Vidal César Monzanares

В результате такого первичного отбора у меня оставалось пять возможностей: буддизм, индуизм, ислам, иудаизм и христианство. Учитывая, что именно они представляют собой великие мировые религии, вряд ли мне предстояло впасть в заблуждение.

Итак, я начал свои исследования с буддизма.

Буддизм

На первый взгляд, фигура Будды была привлекательна, но ставила целый ряд непреодолимых проблем. Прежде всего, историчность его существования была вполне вероятна, но рассказы о нем произошли гораздо позже его смерти. Как и в средневековых житиях святых, в них было совершенно невозможно отличить истину от лжи, легендарное от исторического14. Кроме того Будда не предлагал никакой исторической веры. В его верованиях не содержалось ни малейшей идеи о личном действующем Боге, но лишь тонкий пантеизм. Невозможно было указать ни начальную точку человеческого существования, ни его направление, но похоже было, что оно вращается по нескончаемому кругу.

В то же время, всякая сотворенная вещь была окружена кольцом нечистоты и страдания. Единственным средством преодолеть его было практиковать постоянные и все возраставшие умерщвления.

История нам сообщает, что эта религия не смогла изменить к лучшему судьбу человечества, и - факт, исторически доказанный, - она вырывала человека из среды, в какой он жил.
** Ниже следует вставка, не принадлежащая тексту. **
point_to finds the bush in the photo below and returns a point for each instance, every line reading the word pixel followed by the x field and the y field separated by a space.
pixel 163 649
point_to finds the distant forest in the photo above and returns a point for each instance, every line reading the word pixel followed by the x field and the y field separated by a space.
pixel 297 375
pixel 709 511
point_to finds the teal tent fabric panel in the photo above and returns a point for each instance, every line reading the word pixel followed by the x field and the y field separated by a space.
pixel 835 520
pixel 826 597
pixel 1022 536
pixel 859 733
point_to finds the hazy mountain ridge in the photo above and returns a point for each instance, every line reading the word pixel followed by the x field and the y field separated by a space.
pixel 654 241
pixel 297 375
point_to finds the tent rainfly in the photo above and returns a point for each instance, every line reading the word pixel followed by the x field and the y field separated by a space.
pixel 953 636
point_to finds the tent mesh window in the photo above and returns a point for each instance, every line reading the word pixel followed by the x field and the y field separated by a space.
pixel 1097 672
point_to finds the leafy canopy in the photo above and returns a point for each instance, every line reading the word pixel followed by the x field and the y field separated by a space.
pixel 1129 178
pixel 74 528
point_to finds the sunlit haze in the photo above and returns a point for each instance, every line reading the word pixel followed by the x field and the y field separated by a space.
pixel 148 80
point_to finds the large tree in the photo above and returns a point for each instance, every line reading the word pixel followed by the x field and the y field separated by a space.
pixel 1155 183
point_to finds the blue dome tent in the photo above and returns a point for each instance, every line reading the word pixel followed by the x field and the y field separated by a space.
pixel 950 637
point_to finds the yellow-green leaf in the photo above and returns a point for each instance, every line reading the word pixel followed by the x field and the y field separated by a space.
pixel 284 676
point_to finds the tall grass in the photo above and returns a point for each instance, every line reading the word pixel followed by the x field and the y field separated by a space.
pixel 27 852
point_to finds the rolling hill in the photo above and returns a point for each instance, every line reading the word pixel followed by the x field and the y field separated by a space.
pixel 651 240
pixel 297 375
Наконец, во многих случаях она выродилась в чистое идолопоклонство, пусть даже вопреки желанию своего основателя.

В глубине души у меня возникло впечатление, что буддизм был скорее философией, нежели религией (и как раз по этой причине я не включил в свой анализ таких персонажей, как Конфуций), но в качестве философии он не был ни приятным, при притягательным, и притом никто не смог бы с определенностью утверждать, что Будда сказал то или это, ибо не было свидетелей для подтверждения.

Итак, я решил оставить эту религию в стороне.

Индуизм

Затем я перешел к анализу индуизма. Мое изумление оказалось еще больше, чем с буддизмом. Мне показалось почти невозможным говорить о религии индуизма, ибо в его лоне сосуществовали религиозные течения и верования совершенно противоречащие друг другу. Веды, например, происходили из чистого и простого язычества, детского и грубого одновременно. Они отнюдь не превосходили творений Гомера или пророчеств дельфийской пифии.

Действительно, как я потом узнал, греческая религия была в значительной части индийского происхождения 15. Результат был обескураживающим.

Тогда я принялся за Бхагават-Гиту. Мое разочарование было еще больше. Вопреки тому, чего я ожидал, это была вовсе не религиозная книга, но всего лишь фрагмент Махаб-хараты, индийского эпоса на уровне гомеровских Илиады и Одиссеи. Несомненно, что ее метафизические представления превосходили гомеровские, но они казались почти детскими в сравнении с философией Сократа, Платона или Аристотеля. Там также проявлялись элементы, связанные с буддизмом: не было личного божества, когда же оно появлялось, то было всего лишь ансамблем богов столь же нелепых, как и боги греческого или римского пантеона. Не было ясного божественного откровения, но скорее весьма неясные и не поддающиеся проверке проявления; история не имела здесь никакого смысла и непрестанно и тоскливо вращалась по кругу; все сотворенные вещи были злы и следовало отделиться от них посредством аскетизма, либо же это было нечто, чем владели из сластолюбия. Невозможно было доверять акту веры, имевшему место в какой-то момент.

Кроме того, эта религия содержала диетические предписания, суеверия, связанные с жертвоприношениями, и систему каст, которая мне представлялась противоречащей разуму.

Со многих точек зрения эта религия мне представлялась, как стадия духовной эволюции, предшествующая буддизму.